Why am I not out enjoying the day? Because I have a hangover. The first one I've had since the last time I hung out with John. That's right - it's all his fault. He forced them down my throat, every shot. Well, he always buys me shots of something and I have a hard time refusing. I should have stuck to beer.
The night started well. Julie and I felt like idiots because all this time we've lived here, we had no idea that right across the street there's a bus stop for a bus that runs directly to Hongdae (the party capital of Korea) no stops. 20 minutes. Until last night, whenever we went there, we had to take the subway which, with the transfer in Sindorim, takes over an hour. Thats partly why we rarely went. Upon this new discovery, I felt particularly bad because my friend James, who couldn't make it last night, used to live right where the bus drops you off at Hongdae station. I probably would have hung out with him a lot more, whether to have a bite to eat, a few beers or practice at the band room there had I known about the bus.
Anyway, to get to the point, Julie is mad at me now because I acted stupid after all those shots of tequila - go figure. At 4:30 AM, I pleaded with everyone to go to a norae bang (karaoke room - they are open all night and are everywhere) and/or restaurant and I wouldn't shut up about how much I love Korea. You see, John's friend, who's from Hawaii of all places, says she doesn't like it here. It's ugly. In fact, she referred to Korea as a third world country and she's hated the trip and never plans to return.
Being from Hawaii probably makes most places in the world look ugly, but for some reason, this pissed me off. I hate when people don't like Korea. In my drunkenness, I took her remarks personally. I wanted to show her the fun side. Where else in the world can you feast on delicious strips of meat in a crowded restaurant (kalbi) then go sing your heart out at a bustling karaoke at 5:00 a.m.? I guess I went overboard. John was up for it, great guy that he is, but his sidekick wasn't. She doesn't like karaoke, of course, and she wasn't hungry.
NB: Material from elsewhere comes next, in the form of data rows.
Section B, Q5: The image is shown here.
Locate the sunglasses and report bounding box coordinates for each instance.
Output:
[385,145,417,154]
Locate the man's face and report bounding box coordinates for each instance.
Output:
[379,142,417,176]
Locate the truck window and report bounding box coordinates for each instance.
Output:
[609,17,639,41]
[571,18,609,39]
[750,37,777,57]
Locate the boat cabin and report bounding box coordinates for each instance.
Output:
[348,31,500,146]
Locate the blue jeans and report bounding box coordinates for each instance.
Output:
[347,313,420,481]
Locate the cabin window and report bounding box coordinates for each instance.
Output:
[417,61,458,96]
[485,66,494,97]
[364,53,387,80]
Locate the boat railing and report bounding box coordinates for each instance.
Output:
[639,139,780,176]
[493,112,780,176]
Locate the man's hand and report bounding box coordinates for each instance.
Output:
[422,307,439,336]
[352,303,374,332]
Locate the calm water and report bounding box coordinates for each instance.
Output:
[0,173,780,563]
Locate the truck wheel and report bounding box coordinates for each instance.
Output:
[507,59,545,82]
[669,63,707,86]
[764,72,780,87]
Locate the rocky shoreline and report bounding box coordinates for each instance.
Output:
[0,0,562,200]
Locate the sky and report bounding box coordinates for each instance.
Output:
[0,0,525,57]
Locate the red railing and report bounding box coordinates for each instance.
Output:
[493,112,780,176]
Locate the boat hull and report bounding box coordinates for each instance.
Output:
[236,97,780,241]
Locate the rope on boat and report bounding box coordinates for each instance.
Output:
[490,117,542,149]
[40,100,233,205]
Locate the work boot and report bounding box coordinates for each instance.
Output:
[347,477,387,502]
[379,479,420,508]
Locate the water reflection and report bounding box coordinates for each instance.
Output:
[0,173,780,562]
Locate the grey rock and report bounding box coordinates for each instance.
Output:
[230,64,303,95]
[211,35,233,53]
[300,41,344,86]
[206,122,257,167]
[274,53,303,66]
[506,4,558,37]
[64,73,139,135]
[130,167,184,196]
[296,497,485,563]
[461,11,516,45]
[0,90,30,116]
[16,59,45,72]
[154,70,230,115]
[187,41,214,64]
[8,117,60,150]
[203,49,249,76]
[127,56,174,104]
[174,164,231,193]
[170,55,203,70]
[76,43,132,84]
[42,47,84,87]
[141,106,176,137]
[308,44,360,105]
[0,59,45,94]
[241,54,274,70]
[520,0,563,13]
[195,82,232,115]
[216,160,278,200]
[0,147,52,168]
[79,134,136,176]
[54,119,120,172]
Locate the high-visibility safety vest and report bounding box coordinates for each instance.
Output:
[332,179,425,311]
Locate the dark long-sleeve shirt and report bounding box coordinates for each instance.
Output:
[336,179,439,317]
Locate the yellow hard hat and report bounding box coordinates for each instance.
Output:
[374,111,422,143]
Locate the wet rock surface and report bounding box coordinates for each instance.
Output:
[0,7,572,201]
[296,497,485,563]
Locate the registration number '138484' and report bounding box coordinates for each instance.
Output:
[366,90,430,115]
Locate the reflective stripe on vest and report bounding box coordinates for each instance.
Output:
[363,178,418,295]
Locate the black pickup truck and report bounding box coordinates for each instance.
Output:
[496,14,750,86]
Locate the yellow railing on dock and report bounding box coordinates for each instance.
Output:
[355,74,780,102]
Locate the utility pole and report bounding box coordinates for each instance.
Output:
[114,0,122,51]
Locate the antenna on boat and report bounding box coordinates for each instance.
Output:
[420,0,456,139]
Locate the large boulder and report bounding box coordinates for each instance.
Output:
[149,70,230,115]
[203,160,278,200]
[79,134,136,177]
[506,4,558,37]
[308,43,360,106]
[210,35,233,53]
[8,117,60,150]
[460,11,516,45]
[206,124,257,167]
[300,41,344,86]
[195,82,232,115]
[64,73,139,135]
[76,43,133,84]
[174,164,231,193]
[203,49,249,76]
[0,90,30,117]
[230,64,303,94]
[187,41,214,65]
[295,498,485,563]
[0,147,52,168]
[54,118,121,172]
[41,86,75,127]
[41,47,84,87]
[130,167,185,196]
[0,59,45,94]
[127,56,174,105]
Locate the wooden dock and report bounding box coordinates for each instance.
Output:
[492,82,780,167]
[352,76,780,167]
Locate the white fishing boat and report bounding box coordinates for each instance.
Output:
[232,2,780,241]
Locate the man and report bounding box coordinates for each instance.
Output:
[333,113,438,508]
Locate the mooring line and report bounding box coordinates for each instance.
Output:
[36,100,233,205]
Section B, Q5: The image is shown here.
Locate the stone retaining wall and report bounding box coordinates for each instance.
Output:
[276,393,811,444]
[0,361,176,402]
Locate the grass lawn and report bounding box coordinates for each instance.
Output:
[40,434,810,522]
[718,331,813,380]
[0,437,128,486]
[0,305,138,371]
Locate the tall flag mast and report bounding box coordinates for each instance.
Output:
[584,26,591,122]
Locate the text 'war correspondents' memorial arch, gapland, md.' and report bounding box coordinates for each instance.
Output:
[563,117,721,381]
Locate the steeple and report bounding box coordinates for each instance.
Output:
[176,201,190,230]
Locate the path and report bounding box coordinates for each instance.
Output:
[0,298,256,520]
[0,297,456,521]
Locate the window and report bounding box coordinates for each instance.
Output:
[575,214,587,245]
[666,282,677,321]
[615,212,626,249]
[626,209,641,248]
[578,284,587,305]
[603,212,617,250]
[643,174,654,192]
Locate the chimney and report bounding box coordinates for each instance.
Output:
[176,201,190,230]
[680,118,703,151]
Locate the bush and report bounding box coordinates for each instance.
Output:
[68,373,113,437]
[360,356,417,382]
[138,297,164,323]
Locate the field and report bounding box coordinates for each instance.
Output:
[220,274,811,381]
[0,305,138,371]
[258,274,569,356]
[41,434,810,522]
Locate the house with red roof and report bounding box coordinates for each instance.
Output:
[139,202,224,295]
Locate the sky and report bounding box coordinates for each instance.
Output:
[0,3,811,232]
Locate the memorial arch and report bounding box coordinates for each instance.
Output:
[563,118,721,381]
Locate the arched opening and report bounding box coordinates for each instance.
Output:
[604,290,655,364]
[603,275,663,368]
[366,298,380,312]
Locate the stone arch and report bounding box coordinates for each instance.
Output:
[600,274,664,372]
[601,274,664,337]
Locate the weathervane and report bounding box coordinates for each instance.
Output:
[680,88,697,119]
Then my mouth flapped on about things it should have shut up about in the taxi home, nostalgic rambling about nights in Koje-do and, um, oops, my first Korean girlfriend and those first times she took me to norae bang and how much fun that was. To top if off, when we got home, as if I didn't make an ass of myself enough, I wanted to go shopping at Walmart for munchies. At 5:00 a.m. I drove Julie nuts, basically, and she won't talk to me now. It's a real bummer when one member of your drunken group is dead sober - especially when that member is your girlfriend. Aigooo!
That was the first night I went out in months. Now that I'm getting a bit older, it's lost a lot of it's appeal. It's still fun, sure - I like to hang out with friends and listen to good music - but I always end up overdoing it and feeling like crap the following day. I hate the way I feel right now. I want to enjoy the day, go to the health club, but my record is warped and won't play. I should feel better in a few hours though. I'd better go buy something nice for Julie. It's pretty lonesome out here in the dog house. At least I have DSL in here, though.